Thoughts on Wholeness

The theme for the month of April is Wholeness. Back when I was in seminary, the Unitarian Universalist Association was doing a lot of work in the area of anti-racism which culminated in the program Journey Toward Wholeness. According to the UUA website, the work for this program took place at General Assembly from the years 1992-1997. The main thrust was to look at institutional racism in our society and in our own association. Given what’s happening in government on the federal and state level these days, this work seems as important now as it was back then. People of faith have often served as the non-political voice of the moral argument and we are in those times now. Wholeness is a term that helps us to think about what fills in the parts of us that we are missing, especially other people and our attitudes toward them. The main focus at this year’s Regional Assembly is Intersectionality. The main idea behind intersectionality is that racism, classism, and many of the other “isms” that are out there are all bound together, that untangling one by themselves won’t stop the others. Wholeness happens by recognizing all of it, all at once, without separation.

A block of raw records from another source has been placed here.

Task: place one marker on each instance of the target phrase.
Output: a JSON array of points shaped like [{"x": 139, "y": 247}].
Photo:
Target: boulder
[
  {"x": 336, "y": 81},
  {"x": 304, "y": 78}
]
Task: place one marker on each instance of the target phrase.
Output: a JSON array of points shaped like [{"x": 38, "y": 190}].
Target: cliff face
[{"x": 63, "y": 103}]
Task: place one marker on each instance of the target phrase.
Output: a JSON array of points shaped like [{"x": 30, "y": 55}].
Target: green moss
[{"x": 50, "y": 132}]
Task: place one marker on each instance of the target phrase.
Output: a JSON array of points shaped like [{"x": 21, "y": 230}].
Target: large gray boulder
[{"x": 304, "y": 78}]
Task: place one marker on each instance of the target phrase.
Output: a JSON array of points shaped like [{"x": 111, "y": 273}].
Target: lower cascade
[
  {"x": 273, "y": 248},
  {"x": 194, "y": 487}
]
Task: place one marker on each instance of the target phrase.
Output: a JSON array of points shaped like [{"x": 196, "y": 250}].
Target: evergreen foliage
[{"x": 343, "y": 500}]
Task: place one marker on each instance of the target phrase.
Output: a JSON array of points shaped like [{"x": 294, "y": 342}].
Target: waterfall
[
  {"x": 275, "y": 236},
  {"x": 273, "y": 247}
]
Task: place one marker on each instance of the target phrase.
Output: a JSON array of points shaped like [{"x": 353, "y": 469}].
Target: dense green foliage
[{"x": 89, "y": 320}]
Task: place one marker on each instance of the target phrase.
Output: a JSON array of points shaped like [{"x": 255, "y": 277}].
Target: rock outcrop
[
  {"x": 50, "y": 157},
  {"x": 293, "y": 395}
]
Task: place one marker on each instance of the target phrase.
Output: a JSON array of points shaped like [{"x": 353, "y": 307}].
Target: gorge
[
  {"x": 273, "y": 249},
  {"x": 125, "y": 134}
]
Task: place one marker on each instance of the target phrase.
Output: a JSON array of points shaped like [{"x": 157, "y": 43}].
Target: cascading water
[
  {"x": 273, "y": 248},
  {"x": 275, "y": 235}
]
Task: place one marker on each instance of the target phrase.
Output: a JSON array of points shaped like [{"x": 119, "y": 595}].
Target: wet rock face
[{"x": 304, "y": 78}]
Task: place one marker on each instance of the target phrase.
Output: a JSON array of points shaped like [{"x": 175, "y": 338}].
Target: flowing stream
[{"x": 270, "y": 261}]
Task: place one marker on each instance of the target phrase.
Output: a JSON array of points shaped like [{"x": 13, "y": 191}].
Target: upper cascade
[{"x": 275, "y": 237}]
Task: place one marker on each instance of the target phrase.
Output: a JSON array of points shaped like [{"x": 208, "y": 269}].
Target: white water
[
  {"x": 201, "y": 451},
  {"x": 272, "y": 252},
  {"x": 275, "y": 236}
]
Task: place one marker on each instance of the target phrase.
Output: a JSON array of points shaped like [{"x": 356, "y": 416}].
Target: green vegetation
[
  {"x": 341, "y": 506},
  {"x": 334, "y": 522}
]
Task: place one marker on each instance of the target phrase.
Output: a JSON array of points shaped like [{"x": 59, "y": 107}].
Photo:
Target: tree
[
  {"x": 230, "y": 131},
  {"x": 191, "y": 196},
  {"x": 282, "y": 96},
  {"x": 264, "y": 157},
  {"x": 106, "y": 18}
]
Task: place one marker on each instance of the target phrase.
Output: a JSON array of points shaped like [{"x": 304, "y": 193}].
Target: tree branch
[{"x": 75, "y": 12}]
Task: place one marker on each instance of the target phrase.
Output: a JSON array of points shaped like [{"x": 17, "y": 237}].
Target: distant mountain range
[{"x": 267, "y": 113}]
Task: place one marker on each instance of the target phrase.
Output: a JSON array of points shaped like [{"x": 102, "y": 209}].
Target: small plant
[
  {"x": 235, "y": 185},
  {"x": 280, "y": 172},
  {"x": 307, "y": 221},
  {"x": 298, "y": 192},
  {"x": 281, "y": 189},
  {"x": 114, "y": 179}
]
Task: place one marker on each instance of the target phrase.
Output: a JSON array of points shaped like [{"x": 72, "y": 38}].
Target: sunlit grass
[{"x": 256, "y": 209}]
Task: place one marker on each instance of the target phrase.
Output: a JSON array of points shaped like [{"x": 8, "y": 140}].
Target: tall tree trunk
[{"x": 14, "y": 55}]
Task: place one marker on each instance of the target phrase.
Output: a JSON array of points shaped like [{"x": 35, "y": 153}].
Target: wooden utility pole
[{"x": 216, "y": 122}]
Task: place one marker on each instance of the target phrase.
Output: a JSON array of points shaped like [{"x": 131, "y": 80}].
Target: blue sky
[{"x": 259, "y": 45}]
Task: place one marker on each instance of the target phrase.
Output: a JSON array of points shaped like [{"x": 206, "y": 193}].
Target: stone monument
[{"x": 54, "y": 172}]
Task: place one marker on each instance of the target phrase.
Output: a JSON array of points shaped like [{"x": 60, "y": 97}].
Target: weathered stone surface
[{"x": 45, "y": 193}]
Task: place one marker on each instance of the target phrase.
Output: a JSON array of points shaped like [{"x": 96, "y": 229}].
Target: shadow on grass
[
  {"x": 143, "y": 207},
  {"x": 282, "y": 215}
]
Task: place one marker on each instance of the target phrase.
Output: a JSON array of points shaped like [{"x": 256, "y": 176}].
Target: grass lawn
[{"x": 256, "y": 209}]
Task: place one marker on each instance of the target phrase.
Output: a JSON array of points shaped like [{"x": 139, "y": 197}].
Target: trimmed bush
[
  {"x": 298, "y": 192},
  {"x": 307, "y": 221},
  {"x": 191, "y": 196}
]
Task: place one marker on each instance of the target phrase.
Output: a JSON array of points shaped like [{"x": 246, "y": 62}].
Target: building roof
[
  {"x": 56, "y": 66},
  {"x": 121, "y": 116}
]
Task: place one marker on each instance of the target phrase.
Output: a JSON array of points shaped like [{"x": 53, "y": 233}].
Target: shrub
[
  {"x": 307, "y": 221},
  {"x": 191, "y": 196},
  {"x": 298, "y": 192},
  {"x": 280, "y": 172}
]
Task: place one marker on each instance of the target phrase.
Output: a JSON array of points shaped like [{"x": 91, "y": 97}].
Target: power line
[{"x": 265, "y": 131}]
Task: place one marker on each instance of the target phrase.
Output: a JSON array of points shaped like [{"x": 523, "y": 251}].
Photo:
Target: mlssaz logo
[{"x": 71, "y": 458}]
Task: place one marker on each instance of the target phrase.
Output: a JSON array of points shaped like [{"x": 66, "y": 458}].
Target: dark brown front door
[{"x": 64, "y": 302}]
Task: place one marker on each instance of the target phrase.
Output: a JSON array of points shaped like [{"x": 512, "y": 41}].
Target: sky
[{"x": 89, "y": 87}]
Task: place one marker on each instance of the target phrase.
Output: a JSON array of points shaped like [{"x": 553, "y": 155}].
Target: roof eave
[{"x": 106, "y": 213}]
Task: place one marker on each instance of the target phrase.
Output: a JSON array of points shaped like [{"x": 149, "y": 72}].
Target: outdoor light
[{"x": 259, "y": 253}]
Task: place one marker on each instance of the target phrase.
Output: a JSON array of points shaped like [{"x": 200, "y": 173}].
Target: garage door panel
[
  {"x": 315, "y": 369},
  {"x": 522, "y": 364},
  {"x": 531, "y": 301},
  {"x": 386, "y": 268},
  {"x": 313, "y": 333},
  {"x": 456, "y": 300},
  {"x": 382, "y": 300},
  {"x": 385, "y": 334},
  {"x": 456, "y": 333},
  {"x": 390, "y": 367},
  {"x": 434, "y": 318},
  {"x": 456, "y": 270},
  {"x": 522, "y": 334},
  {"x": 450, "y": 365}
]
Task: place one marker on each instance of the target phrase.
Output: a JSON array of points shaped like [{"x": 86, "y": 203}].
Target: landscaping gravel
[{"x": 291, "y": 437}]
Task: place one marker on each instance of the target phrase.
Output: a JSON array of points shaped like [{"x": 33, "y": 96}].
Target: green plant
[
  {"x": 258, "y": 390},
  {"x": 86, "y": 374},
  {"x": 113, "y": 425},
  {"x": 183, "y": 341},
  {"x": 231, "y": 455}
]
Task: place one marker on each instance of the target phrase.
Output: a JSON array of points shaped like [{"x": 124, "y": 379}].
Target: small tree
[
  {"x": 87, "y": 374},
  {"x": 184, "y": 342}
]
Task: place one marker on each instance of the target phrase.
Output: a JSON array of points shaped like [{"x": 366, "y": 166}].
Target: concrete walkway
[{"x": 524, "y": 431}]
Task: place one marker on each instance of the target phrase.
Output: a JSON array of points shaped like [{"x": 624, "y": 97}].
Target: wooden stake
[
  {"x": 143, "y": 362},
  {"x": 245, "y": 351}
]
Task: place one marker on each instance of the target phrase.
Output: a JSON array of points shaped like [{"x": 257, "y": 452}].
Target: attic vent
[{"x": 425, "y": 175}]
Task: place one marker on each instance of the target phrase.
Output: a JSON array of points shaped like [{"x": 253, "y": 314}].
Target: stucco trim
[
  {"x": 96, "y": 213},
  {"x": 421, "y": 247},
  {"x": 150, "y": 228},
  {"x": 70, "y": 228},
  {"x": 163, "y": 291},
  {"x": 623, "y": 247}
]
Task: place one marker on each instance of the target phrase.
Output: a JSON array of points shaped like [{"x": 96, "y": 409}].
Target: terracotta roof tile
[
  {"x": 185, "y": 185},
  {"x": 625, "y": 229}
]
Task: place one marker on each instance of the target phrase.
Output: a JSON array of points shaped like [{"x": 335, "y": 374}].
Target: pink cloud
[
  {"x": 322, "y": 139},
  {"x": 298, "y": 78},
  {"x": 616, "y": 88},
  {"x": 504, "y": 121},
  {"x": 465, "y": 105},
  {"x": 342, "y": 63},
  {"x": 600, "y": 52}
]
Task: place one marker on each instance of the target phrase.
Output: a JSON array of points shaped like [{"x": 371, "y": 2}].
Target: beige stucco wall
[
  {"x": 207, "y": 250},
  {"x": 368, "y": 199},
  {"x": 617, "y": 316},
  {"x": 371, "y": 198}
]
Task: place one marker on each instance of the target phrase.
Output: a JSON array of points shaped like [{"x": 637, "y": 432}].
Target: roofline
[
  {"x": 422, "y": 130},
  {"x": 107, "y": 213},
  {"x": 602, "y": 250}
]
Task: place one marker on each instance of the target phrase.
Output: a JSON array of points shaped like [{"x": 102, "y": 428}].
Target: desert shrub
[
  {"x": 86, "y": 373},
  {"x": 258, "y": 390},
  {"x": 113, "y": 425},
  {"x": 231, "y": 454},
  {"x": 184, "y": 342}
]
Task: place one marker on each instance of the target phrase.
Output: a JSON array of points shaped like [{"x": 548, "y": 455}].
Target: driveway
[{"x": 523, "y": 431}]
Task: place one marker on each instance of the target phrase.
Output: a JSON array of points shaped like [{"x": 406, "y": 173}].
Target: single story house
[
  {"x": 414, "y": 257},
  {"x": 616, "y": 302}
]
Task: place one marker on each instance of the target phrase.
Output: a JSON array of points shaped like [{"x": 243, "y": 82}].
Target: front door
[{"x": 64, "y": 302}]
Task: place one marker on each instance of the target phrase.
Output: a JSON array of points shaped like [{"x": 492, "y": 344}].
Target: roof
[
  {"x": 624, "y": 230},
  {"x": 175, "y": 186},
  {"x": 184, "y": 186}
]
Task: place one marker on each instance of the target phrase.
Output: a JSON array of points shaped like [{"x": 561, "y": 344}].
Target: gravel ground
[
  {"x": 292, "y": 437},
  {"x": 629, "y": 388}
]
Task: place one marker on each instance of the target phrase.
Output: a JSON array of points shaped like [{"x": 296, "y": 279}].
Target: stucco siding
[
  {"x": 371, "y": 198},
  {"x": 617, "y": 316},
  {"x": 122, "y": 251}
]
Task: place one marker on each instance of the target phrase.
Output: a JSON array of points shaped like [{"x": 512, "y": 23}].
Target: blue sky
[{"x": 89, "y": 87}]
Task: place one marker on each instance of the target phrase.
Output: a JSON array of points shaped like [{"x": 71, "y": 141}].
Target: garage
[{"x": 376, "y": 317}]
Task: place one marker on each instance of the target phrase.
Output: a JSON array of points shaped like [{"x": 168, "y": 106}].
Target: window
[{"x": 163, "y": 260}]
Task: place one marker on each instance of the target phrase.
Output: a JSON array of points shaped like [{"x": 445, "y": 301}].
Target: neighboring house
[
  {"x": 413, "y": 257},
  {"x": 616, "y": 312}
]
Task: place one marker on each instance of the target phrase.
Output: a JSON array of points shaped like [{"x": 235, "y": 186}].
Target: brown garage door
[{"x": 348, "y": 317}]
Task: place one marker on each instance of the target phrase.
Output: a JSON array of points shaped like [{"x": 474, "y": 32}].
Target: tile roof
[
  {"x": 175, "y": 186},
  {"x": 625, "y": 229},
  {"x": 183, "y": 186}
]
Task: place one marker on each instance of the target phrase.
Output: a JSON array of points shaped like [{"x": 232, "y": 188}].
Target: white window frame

It doesn’t make the job of working toward social justice any easier, but if true social change is to take hold, all of the layers of discrimination need to be considered. If we are to be whole, be it personally, or societally, then it’s up to us to look at our history and acknowledge what has been done in the name of progress and find a way to not repeat the same mistakes again. And to find a way to heal the harm that has been done to other human beings and to the environment as a whole. For the month of April, I look forward to exploring these ideas of wholeness together, in our beloved community at UUFE.